The role of wind turbine cooperatives is not limited to single turbines. The Middelgrunden offshore wind farm – with 20 turbines the world's largest offshore farm at the time it was built in 2000 – is 50% owned by the 10,000 investors in the Middelgrunden Wind Turbine Cooperative, and 50% by the municipal utility company, as is the Avedøre near-shore turbines.

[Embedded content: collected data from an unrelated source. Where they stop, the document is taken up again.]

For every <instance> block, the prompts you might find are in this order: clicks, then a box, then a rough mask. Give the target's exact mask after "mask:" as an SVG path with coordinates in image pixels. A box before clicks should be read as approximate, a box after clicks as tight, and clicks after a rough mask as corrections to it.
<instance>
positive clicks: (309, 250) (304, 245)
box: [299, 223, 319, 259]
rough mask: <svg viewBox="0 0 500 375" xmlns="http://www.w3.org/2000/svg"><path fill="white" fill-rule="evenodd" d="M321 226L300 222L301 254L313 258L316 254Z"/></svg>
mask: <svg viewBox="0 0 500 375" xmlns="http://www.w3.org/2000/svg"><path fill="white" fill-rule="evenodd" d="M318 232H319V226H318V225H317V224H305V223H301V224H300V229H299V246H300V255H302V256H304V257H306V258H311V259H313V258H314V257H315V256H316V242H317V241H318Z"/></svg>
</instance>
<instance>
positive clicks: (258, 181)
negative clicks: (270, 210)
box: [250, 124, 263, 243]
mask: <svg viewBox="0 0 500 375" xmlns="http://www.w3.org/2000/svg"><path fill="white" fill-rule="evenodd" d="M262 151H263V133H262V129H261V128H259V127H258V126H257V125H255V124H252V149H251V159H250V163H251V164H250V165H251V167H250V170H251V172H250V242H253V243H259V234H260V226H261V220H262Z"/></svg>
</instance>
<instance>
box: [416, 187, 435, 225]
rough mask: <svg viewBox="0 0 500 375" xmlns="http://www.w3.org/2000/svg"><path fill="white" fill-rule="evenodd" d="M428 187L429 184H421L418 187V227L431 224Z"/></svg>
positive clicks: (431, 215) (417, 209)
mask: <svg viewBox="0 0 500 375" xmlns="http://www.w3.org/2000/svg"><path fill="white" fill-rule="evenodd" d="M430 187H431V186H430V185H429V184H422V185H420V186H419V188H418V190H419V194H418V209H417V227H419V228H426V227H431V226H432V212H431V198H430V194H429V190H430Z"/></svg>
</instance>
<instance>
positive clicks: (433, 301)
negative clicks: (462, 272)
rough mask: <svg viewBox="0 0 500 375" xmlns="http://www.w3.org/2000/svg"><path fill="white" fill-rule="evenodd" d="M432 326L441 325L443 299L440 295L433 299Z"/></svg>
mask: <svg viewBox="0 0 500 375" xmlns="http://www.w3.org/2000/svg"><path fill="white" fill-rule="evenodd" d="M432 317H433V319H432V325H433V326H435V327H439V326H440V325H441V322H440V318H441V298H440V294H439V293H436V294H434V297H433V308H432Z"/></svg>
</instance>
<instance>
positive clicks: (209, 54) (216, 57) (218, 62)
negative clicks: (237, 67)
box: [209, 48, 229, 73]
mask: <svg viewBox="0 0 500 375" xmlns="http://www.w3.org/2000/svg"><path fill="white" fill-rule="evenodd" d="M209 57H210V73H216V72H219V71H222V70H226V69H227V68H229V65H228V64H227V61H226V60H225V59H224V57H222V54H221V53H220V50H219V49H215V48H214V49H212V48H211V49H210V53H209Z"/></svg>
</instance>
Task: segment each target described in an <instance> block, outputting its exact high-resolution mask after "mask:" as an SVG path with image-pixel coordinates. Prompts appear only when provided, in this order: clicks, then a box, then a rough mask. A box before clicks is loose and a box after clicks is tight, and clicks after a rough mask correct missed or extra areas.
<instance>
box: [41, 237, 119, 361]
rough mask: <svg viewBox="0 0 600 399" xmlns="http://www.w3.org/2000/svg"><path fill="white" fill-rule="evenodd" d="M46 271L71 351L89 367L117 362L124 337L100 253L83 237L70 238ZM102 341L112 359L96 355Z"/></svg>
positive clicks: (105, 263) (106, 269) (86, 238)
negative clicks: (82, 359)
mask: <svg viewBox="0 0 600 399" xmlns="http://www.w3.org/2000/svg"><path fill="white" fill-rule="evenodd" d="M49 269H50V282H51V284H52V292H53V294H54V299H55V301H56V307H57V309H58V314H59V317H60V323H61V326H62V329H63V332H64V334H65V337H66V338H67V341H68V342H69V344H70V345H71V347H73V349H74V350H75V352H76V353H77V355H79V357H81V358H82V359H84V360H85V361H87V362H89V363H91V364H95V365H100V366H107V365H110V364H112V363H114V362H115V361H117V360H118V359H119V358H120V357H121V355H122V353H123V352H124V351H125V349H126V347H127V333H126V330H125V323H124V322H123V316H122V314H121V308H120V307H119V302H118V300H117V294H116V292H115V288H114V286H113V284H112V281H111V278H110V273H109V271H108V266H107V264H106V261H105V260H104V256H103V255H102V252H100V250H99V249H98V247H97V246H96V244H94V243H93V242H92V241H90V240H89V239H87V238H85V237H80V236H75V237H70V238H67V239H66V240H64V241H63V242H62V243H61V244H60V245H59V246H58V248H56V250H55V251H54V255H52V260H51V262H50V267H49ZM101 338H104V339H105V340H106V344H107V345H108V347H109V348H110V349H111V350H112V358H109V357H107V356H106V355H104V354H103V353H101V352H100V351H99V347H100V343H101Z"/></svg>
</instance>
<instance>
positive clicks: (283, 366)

By 2001 over 100,000 families belonged to wind turbine cooperatives, which had installed 86% of all the wind turbines in Denmark. By 2004 over 150,000 were either members or owned turbines, and about 5,500 turbines had been installed, although with greater private sector involvement the proportion owned by cooperatives had fallen to 75%. The cooperative model has also spread to Germany and the Netherlands.

Samsø Island

The island of Samsø erected 11 one-megawatt, land-based wind turbines in 2000, followed by ten offshore 2.3 MW wind turbines completed in 2003. Together with other renewable energy measures, this community of 4,200 achieved fame, claiming that it is the largest carbon-neutral settlement on the planet. This claim exploits the general discourse, that one can neglect carbon-dioxide and other pollution from fossil fuel consumption (cars, imported electricity, heating for houses...), if the yearly average electricity production from sustained sources is higher than the total energy consumed.